Why the flood of non-bank financing unleashed from post-recession financial reform has created a "sweet spot" for investment banks like Houlihan Lokey.
"So many hundreds of thousands of different players, nobody knows who is the right provider of capital. So now executives of companies are more and more hiring advisers, and we think we're in the very early secular days where financing will be maybe where M&A was 50 years ago, where people will be hiring bankers to help them go find that financing in that mid-cap space.
"We even see it with private-equity firms, which historically would hire bankers to help them buy or sell companies but typically would not necessarily hire bankers to help them to procure financing. It's still not commonplace, but it's a growing pattern that even private-equity firms are hiring bankers to help them go find financing, especially if there's some unique story out there.
"Maybe it's south of $25 million or $50 million raise, they're still going to the local institution they know. And if it's north of the $250 million or $500 million raise, there is the public bond option route. And everything in the middle, are you going to banks? Are you going to hedge funds? Are you going to [Business Development Corporations]? Are you going to other alternative investment sources? That's our clientele anyways, so we know the companies that need that kind of financing, and we deal with once again financiers who are focused on that area.
"This is what we see as a sweet spot for ourselves, and we just have a larger coverage team and a larger financing team, a larger suite of clients just on the industry side.
What he really looks for from fresh Wall Street talent.
"One, they have to actually want to at some level enjoy or love finance. It is what we do. Whether it's you need to read the FT or the Journal or you need to want to care what's goin on in the news, that just has to be part of your DNA and blood.
"Two, you need to have some level of presence.
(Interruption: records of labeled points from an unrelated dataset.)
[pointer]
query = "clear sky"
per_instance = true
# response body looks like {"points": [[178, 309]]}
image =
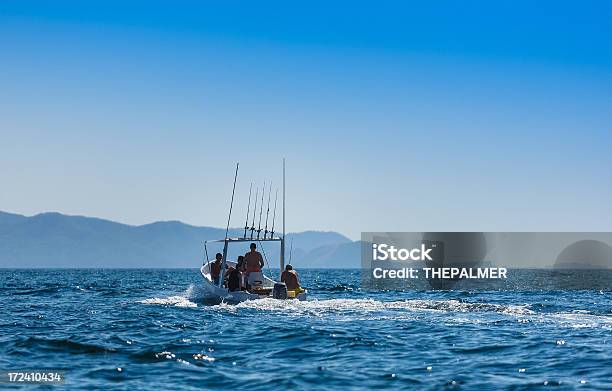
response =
{"points": [[394, 116]]}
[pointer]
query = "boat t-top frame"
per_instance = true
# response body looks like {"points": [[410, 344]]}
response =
{"points": [[252, 229]]}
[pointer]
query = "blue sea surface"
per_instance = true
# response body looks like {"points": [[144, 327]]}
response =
{"points": [[145, 329]]}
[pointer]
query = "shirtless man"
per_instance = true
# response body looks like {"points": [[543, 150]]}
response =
{"points": [[215, 268], [291, 279], [253, 260]]}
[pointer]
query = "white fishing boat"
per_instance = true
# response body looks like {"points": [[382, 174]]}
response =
{"points": [[256, 285]]}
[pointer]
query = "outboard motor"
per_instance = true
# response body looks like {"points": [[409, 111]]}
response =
{"points": [[255, 280], [279, 291]]}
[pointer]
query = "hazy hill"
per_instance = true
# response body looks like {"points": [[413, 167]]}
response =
{"points": [[56, 240]]}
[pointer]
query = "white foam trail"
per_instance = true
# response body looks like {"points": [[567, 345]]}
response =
{"points": [[177, 301], [368, 306]]}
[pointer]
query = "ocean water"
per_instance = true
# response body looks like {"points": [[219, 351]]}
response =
{"points": [[152, 329]]}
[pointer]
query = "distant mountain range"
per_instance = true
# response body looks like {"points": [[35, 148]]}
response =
{"points": [[57, 240]]}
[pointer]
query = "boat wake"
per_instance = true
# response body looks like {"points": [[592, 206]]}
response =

There are a lot of people we can hire that have much higher IQs than myself and other people and just brilliant people coming out of schools, and they're great behind the computers and they can do spreadsheets and analyst things all day long. But at the end of the day what we and our peers do is we take a lot of information and analysis and we need to be able to articulate it and communicate it to the other side. And whether that's the client, whether that's the seller versus the buyer, the lender versus the borrower, it's a judge ... or some other constituency. So you have to be successful in articulating what is important and how to convey that whether it's your side or the other side. And that's not necessarily a talent I believe they teach you in the schools anymore. So some people just have it, are born with it, or maybe they developed it through some other work experience.
"And then I'd also say they need to be good to be able to work with other people. In the service industry ... you have multiple bosses. You typically working for multiple clients at any given time. You have multiple managing directors, you may be working for multiple VPs. So you have to have a talent to be able to juggle your schedule and work well with multiple people. And you may not get along with every single one of your fellow employees and every single one of your clients, but you need to be able to get along and in sync with the vast majority of them. And some people I don't think are geared to be in the service industry, because they're much better to work for one client, one boss, one task at a time."